# Shimano chains HG93, HG73, HG53 same wt. Why pay more?



## Chester (Jan 15, 2004)

.Just wondering about chains. I've always purchased Shimano chains. Not trying to save weight there, but rather dollars.
So I usually find the cheapest deal on the HG73 or HG93.....
Right now, I see the HG53 for $12....

My concern is.......What is it about the HG53 compared to the other two models I've been using that I should know. 
If the weight is listed as almost identical, then why is the HG73 better than the HG53?
BTW, I get huge miles out of the HG73..... 
How, if at all, is the HG53 inferior?

I've never noticed any difference between the HG73 and the HG93.


----------



## aussie_yeti (Apr 27, 2004)

They're all the same weight, the price difference is in the finish.

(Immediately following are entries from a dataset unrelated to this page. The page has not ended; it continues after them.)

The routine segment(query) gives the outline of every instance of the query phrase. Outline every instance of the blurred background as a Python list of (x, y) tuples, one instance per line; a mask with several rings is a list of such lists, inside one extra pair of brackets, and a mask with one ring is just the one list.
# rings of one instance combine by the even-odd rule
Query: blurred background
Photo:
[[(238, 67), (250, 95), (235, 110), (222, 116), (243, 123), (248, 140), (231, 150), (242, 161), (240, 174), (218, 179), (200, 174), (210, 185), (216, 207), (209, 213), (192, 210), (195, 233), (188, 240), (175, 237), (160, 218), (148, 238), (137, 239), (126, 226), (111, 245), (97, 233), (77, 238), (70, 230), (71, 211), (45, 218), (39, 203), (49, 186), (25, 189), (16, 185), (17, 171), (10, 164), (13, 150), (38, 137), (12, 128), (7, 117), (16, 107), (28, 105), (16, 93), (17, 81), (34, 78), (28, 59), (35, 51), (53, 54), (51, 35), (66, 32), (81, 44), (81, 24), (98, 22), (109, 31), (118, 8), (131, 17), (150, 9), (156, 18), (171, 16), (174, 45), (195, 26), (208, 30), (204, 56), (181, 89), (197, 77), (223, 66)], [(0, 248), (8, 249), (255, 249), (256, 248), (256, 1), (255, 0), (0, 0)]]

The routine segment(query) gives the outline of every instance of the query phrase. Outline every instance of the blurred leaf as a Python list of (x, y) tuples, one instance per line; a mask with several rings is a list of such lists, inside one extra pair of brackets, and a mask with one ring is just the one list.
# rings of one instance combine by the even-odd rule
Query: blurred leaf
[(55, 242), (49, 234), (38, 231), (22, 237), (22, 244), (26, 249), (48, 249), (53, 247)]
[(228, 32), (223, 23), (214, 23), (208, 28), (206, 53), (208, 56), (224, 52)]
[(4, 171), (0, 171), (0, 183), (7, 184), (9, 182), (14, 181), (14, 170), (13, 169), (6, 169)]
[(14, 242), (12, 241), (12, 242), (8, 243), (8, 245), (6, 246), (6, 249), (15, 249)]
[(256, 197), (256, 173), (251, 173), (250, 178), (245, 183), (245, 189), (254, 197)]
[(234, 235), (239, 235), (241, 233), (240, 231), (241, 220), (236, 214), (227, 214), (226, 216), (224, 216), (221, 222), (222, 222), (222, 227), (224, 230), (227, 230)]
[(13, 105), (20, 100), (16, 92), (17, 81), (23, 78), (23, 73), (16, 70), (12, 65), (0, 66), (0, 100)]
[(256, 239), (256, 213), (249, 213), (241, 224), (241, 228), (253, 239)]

7701 - has that silver finish on inner and outer plates
HG93 - has the silver finish on only the outer plates, dull grey on the inner
HG73 - dull grey finish on inner and outer plates
HG53 - dull grey outer plates, that horrid browny finish on the inner plates

I guess all the different finishes have different levels of corrosion resistance, there's probably other differences in the pins aswell though.


----------



## Jersey (Sep 14, 2005)

aussie pretty much nailed it on the head. the weights are the same however what youre paying for is the teflon-like coatings on the plates. the metal coatings allow for a smoother operating chain and better yet, a chain that sheds grease and dirt more easily. thus, cleaning doesnt take as long and the life of the chain is prolonged.


----------



## pimpbot (Dec 31, 2003)

*Otoh....*



Chester said:


> .Just wondering about chains. I've always purchased Shimano chains. Not trying to save weight there, but rather dollars.
> So I usually find the cheapest deal on the HG73 or HG93.....
> Right now, I see the HG53 for $12....
> 
> ...


The XT chains are on sale for $22 all the time at places like Performance Bike.


----------



## mtbdcd (Mar 23, 2005)

I do not keep track of mileage on my mtb chains. But on the road i get about 50% more miles on a DA chain over an Ultegra chain. I suspect the same would be true on the mtb chains. However the DA chains are 50% more expensive, so cost is a wash. But do not have to change them as often.


----------